Nonbinding Opinion Question 1 which was the 10 cents per gallon gas tax increase for education, failed. It was an advisory bill that would have supported funding for roads allowing other transportation dollars to be diverted for education funding.
Question 1 was voted down 66 to 44 percent. The nonbinding opinion question was an advisory bill written to gauge voter interest. The initiative would have required Utah legislatures to pass another bill to support the tax increase.
Heidi Mathews is the President of the Utah Education Association. She said the UEA is deeply disappointed but said Question 1 failing doesn’t take away from the need to fund public education.

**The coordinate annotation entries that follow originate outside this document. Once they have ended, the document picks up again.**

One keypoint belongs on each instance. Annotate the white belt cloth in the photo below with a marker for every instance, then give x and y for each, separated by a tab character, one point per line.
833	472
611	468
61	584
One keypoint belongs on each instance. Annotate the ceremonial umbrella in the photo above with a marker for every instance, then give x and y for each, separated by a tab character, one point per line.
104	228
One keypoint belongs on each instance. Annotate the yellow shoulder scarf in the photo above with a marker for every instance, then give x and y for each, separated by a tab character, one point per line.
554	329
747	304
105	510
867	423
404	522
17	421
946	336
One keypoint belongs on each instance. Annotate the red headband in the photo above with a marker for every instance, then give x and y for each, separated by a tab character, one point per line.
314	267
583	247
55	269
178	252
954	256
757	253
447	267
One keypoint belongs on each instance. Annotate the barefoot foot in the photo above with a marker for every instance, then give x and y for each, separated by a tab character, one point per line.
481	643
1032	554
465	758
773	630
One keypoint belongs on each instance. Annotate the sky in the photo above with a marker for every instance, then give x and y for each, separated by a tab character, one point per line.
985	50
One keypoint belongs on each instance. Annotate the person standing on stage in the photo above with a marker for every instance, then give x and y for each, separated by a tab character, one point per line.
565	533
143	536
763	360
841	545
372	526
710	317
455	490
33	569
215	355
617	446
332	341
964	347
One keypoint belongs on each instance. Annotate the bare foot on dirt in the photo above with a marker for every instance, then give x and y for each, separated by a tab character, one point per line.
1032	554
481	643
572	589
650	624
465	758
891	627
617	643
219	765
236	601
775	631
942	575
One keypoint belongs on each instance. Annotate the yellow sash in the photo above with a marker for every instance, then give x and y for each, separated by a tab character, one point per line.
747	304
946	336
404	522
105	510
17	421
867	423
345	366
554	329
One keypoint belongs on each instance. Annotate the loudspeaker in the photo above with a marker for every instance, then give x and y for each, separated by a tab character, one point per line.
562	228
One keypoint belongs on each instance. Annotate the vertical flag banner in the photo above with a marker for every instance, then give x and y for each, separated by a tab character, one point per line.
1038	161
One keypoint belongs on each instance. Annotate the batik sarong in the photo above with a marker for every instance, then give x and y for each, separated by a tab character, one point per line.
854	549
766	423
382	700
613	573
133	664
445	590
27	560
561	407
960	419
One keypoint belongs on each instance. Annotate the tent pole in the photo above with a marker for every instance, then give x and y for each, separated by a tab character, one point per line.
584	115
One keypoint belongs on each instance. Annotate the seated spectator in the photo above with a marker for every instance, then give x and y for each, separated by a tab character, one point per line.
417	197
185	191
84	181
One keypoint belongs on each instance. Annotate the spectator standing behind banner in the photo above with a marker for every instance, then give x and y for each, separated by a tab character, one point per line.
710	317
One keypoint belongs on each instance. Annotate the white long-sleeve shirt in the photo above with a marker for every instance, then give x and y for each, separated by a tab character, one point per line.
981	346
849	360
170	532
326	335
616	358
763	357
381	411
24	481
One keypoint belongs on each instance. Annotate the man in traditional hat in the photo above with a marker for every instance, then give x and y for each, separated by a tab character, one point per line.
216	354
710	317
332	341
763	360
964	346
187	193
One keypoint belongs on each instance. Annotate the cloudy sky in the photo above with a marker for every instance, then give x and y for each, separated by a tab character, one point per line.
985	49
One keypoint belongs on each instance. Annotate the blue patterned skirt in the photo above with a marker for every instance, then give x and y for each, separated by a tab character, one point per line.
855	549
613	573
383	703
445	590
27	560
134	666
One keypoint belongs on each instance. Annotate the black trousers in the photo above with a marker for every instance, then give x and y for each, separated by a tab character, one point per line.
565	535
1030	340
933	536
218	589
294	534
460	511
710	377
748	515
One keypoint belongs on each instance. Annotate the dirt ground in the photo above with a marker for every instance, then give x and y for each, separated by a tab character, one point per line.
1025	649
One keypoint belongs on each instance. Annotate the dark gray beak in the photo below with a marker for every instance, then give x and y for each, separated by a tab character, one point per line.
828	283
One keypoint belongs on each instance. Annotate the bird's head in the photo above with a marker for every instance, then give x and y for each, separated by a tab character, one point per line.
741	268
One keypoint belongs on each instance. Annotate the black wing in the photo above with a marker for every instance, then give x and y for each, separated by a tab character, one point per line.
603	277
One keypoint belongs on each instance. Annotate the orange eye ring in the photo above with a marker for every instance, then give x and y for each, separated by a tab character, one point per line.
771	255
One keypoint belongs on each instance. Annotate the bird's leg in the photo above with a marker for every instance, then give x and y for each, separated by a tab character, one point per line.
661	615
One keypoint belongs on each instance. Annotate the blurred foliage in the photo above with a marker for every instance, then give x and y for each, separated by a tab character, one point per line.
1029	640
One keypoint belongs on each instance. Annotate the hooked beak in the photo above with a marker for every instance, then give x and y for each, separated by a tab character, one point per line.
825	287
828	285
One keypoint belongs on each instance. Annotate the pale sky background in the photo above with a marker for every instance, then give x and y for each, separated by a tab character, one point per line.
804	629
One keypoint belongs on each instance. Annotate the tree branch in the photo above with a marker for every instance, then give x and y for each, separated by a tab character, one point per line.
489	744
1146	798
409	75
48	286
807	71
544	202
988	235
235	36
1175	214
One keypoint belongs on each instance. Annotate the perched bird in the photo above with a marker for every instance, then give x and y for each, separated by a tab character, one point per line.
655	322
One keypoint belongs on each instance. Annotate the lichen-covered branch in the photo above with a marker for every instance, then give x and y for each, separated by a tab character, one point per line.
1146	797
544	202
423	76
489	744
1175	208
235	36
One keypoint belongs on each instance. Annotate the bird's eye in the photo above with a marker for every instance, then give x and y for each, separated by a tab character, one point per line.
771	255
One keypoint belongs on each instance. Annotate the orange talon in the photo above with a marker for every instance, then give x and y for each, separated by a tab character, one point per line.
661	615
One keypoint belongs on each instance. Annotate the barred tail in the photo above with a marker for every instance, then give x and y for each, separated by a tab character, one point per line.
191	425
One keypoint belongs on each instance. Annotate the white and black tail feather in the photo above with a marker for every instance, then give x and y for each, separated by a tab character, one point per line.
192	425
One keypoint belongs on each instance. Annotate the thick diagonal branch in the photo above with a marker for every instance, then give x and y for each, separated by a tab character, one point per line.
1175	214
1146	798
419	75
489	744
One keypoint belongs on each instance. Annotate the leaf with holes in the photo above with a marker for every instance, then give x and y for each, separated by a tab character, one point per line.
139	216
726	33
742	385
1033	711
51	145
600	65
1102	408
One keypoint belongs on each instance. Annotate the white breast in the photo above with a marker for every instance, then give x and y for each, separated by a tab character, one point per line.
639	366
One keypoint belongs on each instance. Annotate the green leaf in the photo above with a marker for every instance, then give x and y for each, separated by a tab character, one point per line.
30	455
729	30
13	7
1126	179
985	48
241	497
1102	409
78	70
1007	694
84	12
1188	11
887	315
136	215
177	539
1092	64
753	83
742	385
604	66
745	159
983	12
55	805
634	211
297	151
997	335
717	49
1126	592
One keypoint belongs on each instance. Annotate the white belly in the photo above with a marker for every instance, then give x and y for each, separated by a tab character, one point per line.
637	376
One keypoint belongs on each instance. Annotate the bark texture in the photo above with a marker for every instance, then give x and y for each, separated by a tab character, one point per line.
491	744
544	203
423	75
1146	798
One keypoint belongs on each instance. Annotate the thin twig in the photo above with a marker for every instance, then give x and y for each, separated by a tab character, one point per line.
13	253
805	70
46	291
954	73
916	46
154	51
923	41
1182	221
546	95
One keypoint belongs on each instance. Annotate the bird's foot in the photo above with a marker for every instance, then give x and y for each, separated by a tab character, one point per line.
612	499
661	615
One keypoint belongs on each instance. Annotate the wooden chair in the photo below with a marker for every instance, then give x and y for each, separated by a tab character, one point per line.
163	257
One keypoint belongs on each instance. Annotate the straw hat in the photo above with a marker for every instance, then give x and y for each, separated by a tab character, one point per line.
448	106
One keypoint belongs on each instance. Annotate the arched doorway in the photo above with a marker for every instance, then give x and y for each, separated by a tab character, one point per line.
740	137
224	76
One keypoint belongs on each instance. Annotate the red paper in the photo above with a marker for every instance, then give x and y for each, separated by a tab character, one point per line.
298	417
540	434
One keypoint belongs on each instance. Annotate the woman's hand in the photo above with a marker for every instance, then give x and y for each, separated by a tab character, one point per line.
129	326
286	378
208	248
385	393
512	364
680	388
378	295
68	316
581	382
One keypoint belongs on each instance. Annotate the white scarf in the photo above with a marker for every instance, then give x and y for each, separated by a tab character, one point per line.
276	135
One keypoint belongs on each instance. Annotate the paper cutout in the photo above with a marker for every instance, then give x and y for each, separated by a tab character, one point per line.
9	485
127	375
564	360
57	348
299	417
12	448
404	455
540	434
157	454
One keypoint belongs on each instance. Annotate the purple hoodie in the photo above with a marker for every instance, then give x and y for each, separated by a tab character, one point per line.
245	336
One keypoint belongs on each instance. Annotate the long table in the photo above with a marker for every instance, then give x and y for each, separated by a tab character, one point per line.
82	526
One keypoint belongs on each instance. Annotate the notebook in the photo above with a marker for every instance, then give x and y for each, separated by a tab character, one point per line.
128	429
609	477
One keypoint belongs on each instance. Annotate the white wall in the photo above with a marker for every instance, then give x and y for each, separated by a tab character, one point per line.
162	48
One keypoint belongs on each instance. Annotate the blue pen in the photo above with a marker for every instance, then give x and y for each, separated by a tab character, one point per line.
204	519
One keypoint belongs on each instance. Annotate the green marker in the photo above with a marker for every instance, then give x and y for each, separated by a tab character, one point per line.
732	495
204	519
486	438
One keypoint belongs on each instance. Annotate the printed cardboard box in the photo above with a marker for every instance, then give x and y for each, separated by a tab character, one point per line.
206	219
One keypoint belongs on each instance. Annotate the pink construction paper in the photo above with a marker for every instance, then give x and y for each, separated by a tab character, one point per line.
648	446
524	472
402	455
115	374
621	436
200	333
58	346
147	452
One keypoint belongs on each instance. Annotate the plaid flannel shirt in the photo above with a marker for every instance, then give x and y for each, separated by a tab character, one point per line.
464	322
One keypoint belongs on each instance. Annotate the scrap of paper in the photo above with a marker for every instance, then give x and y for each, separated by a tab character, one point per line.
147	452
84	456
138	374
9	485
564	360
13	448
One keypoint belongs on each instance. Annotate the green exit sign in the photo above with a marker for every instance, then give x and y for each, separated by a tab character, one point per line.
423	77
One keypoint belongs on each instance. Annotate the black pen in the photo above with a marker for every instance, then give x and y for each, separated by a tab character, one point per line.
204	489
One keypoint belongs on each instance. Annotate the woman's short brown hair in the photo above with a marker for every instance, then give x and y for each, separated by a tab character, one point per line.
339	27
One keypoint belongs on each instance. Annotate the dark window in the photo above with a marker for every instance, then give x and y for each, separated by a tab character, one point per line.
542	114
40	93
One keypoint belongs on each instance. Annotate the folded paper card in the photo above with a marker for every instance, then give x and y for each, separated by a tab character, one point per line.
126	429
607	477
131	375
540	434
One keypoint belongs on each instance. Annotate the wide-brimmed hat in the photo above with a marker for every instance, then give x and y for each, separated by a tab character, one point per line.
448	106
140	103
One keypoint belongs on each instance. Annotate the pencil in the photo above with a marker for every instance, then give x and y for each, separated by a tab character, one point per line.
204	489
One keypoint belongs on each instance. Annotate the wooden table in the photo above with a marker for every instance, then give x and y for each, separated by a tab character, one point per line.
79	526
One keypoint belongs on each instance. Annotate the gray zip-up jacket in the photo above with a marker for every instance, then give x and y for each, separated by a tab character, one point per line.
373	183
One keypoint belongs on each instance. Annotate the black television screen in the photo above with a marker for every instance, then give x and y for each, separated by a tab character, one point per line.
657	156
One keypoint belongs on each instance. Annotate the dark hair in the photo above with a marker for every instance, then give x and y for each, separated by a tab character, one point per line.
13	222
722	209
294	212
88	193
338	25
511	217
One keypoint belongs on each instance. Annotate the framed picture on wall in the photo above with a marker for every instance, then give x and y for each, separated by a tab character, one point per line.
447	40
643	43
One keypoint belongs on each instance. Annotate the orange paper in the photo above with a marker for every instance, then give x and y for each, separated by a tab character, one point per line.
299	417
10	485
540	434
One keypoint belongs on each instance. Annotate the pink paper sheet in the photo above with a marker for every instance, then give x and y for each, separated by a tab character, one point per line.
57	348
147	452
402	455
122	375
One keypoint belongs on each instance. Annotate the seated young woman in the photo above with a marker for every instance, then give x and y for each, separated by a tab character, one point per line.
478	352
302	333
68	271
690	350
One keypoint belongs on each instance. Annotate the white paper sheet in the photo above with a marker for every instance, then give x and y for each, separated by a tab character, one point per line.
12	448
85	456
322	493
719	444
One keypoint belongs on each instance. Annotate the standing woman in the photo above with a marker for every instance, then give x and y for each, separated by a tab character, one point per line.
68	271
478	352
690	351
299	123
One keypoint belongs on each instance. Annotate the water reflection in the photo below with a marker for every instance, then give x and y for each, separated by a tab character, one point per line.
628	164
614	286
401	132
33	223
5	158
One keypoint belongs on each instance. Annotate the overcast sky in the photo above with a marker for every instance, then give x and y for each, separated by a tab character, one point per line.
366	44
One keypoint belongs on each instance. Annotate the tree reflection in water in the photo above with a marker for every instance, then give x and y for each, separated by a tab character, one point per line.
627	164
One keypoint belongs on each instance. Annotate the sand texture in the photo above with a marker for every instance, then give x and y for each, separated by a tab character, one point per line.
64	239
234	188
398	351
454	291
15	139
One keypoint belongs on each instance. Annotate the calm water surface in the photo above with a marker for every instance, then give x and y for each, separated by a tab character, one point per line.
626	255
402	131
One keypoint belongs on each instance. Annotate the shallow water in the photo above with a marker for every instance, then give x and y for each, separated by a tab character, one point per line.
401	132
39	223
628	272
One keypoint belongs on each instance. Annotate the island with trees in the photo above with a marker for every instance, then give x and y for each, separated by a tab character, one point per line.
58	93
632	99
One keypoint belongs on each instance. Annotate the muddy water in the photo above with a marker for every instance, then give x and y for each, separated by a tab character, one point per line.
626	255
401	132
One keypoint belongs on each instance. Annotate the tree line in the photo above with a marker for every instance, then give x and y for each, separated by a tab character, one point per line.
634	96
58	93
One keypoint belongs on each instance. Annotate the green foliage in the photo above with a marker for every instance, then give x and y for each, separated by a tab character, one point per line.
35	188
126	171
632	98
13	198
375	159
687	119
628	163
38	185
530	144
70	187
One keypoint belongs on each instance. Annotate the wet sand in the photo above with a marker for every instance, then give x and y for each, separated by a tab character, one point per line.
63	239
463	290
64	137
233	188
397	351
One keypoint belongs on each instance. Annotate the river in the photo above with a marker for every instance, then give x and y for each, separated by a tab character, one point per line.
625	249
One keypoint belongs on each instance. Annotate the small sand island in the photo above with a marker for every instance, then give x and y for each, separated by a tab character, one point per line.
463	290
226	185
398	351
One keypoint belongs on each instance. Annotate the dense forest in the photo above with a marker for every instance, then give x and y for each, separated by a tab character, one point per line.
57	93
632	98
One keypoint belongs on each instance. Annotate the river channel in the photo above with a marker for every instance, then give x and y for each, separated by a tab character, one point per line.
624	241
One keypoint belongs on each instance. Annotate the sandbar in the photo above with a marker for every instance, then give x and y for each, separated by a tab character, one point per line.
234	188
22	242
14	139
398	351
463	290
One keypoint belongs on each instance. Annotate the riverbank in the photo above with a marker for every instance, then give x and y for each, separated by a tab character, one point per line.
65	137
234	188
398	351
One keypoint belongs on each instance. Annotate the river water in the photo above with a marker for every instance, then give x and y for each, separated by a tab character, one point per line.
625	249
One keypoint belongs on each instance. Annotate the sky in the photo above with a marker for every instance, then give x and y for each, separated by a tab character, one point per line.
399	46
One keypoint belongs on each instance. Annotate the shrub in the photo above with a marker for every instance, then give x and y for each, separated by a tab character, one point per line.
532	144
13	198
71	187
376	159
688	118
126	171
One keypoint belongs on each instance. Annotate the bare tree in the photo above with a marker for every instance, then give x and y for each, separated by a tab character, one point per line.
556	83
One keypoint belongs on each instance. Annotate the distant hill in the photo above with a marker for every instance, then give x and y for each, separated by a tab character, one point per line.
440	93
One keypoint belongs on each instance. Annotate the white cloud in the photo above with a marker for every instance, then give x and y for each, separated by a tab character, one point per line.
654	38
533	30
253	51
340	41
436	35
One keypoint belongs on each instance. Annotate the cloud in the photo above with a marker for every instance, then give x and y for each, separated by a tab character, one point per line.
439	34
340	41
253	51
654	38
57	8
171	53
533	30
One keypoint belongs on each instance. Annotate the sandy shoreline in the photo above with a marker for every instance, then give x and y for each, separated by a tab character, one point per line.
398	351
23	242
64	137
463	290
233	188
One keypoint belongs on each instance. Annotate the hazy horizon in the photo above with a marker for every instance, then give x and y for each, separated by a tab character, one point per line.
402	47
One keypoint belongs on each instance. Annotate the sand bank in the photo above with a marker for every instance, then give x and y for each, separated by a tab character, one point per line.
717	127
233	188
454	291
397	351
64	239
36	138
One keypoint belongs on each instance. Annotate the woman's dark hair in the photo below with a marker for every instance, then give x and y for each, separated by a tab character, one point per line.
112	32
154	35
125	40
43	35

She said the conversation started by the Our Schools Now initiative has elevated the need to fund education in Utah.
“The voters rejected what was essentially a very confusing and convoluted pathway to education funding. Needs still exist, and our state still has responsibility to adequately fund public education.”
The advocates for Our Schools Now collected enough signatures to enable a ballot initiative asking voters to support a 750 million-dollar tax increase for education. It was initiated by Utah business leaders, education professionals and citizens.
“When the compromise was made, there were kind of three buckets of the compromise. Investments and inflation and growth and the equalization with the new revenue source and then the teachers and student success account which was essentially the initiative. That was then funded in part what would have been freed up in the general fund through the gas tax.”
In March, legislators and the Our Schools Now advocates compromised by agreeing on the question 1 advisory bill.
“It included some significant investments in inflation and growth but also in equalization throughout the state. Those investments have already made some significant differences in our schools throughout the state”
Mathews thinks voters distrusted the mechanism to raise gas taxes to fund education. When asked about a future education voter initiative, she said anything’s possible.
“People support education. That came in through loud and clear across the boards in all the polling and in all of the discussions about question one. They didn’t like the mechanism. They voted against the mechanism of a gas tax. They felt that it wasn’t transparent. They felt that it was just a really convoluted way. They didn’t trust in it. Doesn’t mean that the needs aren’t still there and that people don’t believe in our responsibility.”
Mathews said education advocates across the country will continue to fight for education funding and together wear red for public ed every Tuesday to show their solidarity for better pay for teachers and better funding for students.